Mutations in the MUC16 gene may help predict disease outcome and provide treatment guidance for gastric cancer patients, researchers suggest.
These mutations are also linked to a higher mutational burden, which may increase cancer cells’ susceptibility to immunotherapies.
Findings were reported in the study, “Association of MUC16 Mutation With Tumor Mutation Load and Outcomes in Patients With Gastric Cancer,” published in JAMA Oncology.
Gastric cancer is the leading cause of cancer-related death worldwide. Several studies have demonstrated that the genetics of gastric cancer can vary significantly between patients, with variable tumor mutation loads.
Mutations in the MUC16 gene, also known as cancer antigen 125, or CA-125, are very common in gastric cancer and other types of cancers. However, their relation to tumor mutation load and prognostic value in gastric cancer patients was not clear.
Researchers at Wake Forest Baptist Medical Center in North Carolina and their collaborators at the Tianjin Medical University Cancer Institute and Hospital in China have now evaluated the effect of MUC16 mutations on gastric cancer patients.
The team analyzed the mutational status of MUC16 in tissue samples collected from 437 gastric cancer patients in the National Institutes of Health’s Cancer Genome Atlas.
They found that MUC16 was one of the most frequently mutated genes, affecting 168 patients (38.4%). Of these patients, 73 had additional genetic mutations in other genes mainly related to maintenance of genomic integrity, DNA replication proofreading, DNA repair mechanisms, and immune system response.
Samples with MUC16 mutations also had a higher mutational burden, with a 1.87 times higher chance of having additional mutations.

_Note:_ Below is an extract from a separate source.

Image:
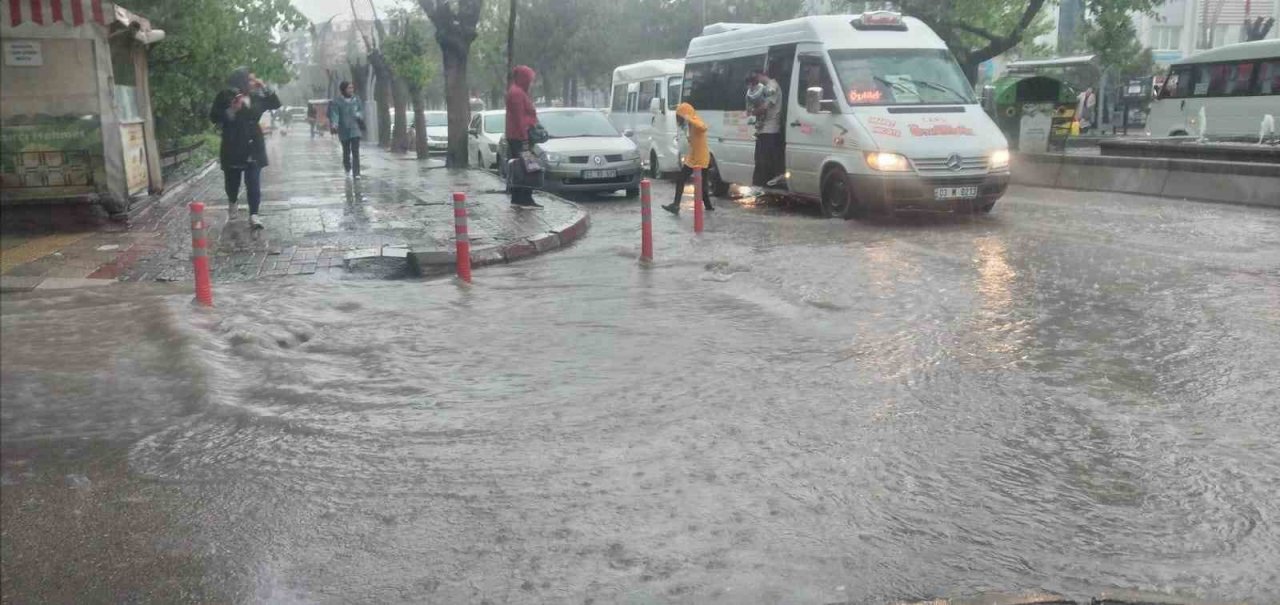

“Tumors with higher tumor mutation loads tend to be more responsive to immunotherapy,” Wei Zhang, PhD, a professor at Wake Forest, who is the article’s lead author and a fellow of the National Foundation for Cancer Research, said in a press release.
In terms of survival, patients with an MUC16 mutation lived longer than those with the unaltered gene. The presence of MUC16 mutations were associated with a 39% increase in survival.
To further confirm these findings, the team repeated these analyses on a group of 256 Asian patients with gastric cancer.
Similar to the previous results, MUC16 was also one of the most frequently mutated genes. It was mutated in 57 patients (22.3%), linked to a significantly higher tumor mutation load and better survival outcomes.
Samples that carried an MUC16 mutation had increased activation of biomarkers of immune response, antigen processing, cell cycle checkpoints, and DNA replication and repair.
The researchers believe that these results suggest the use of “therapeutic regimens to abrogate immune inhibition, such as immune checkpoint blockade, may be beneficial for patients with gastric cancer who have MUC16 mutations.”